A 20-minute walk from the fort, I find what I’m looking for; a sculpted bronze head on a column, which appears the right way up when viewed from one side, and upside-down when viewed from the other. The sculpture is called, simply, Head, and is the work of Swiss artist, Markus Raetz.
It forms part of the Artscape Nordland project, featuring 33 works by 33 international artists which are scattered across 33 municipalities in northern Norway. Several installations can be found on Lofoten; a large stone circle on Flakstadøya; an enormous glass mirror on Austvågøya; and a sculpture inspired by the island’s migratory birds on Røst. The journey to each one of them is as breathtaking as the art.
This maritime theme runs through any visit to Lofoten. Fishermen’s cottages, known locally as rorbuer, are the quintessential form of accommodation on the islands. Simple but atmospheric, these stilted properties are usually perched above the shore and offer stunning vistas as standard.
The view from the balcony of my rorbu in Olenilsøy is certainly something to behold; across the fjord I see a cluster of yellow cottages, framed by fang-like mountains, all of which reflect in the limpid waters of the Reinefjord.
Lofoten’s wild side
I travelled to Lofoten via ferry from Bodø on the mainland, cruising over a sea as flat as glass, catching my first glimpses of the archipelago in the shimmering light of dawn.

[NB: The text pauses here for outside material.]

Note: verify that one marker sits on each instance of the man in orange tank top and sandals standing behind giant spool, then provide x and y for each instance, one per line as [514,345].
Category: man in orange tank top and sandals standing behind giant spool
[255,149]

Despite the calm of this journey – and the still, shimmering waters I have been marveling at since I arrived – Lofoten is renowned for its phenomenal tidal currents, which were the inspiration for Jules Verne’s 20,000 Leagues Under the Sea and Edgar Allan Poe’s dramatically titled A Descent into the Maelstrom.

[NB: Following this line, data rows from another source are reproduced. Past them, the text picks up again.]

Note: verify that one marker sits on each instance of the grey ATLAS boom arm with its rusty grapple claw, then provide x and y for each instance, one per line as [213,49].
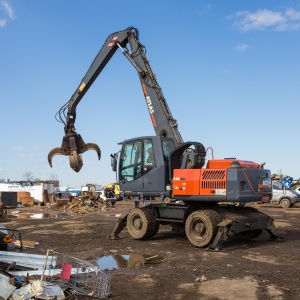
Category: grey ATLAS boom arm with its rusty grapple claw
[163,122]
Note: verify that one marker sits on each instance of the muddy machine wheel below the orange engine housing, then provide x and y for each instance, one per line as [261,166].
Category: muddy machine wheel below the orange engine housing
[201,227]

The archipelago is certainly a land of contrasts. In the summer months the midnight sun never sets, instead rolling lazily along the horizon, with sandy beaches such as Utakleiv, Unstad and Eggum providing spectacular spots for midnight sunbathing.
An uncertain future
On my last afternoon on the archipelago I walk from my humble abode to Sakrisøy, lured, not for the first time, by a delicatessen called Anita’s Sjømat, which, along with delicious cured cod, sells the best fish burgers I have ever tasted.
Air-dried cod (or stockfish) is one thing you are never far from on Lofoten. Fished in the winter months and hung up to dry outside on huge wooden racks, the cod are sorted into no fewer than 16 different categories depending on quality, and exported in vast quantities to Mediterranean Europe and West Africa.
The cod fishing industry has for centuries formed the mainstay of the Lofoten economy and permeates all aspects of life on the islands – the drying racks can be considered an integral part of the landscape, even in the summer when they’re empty. In the winter, when they are laden with fish and surrounded by snow, the racks are wonderfully photogenic, but step under them at your peril – the blood and oil dripping down is unlikely to wash out of your clothing in a hurry.
Despite the islands’ apparently unspoiled beauty, and their recent submission to be on UNESCO’s list of World Heritage Sites, there remains a note of uncertainty to their future. Plans for oil exploration and possible offshore drilling in the sea around Lofoten, though postponed, have not been shelved, and many believe the threat this poses – potentially catastrophic for the environment and fishing, not to mention tourism – may have been only temporarily averted.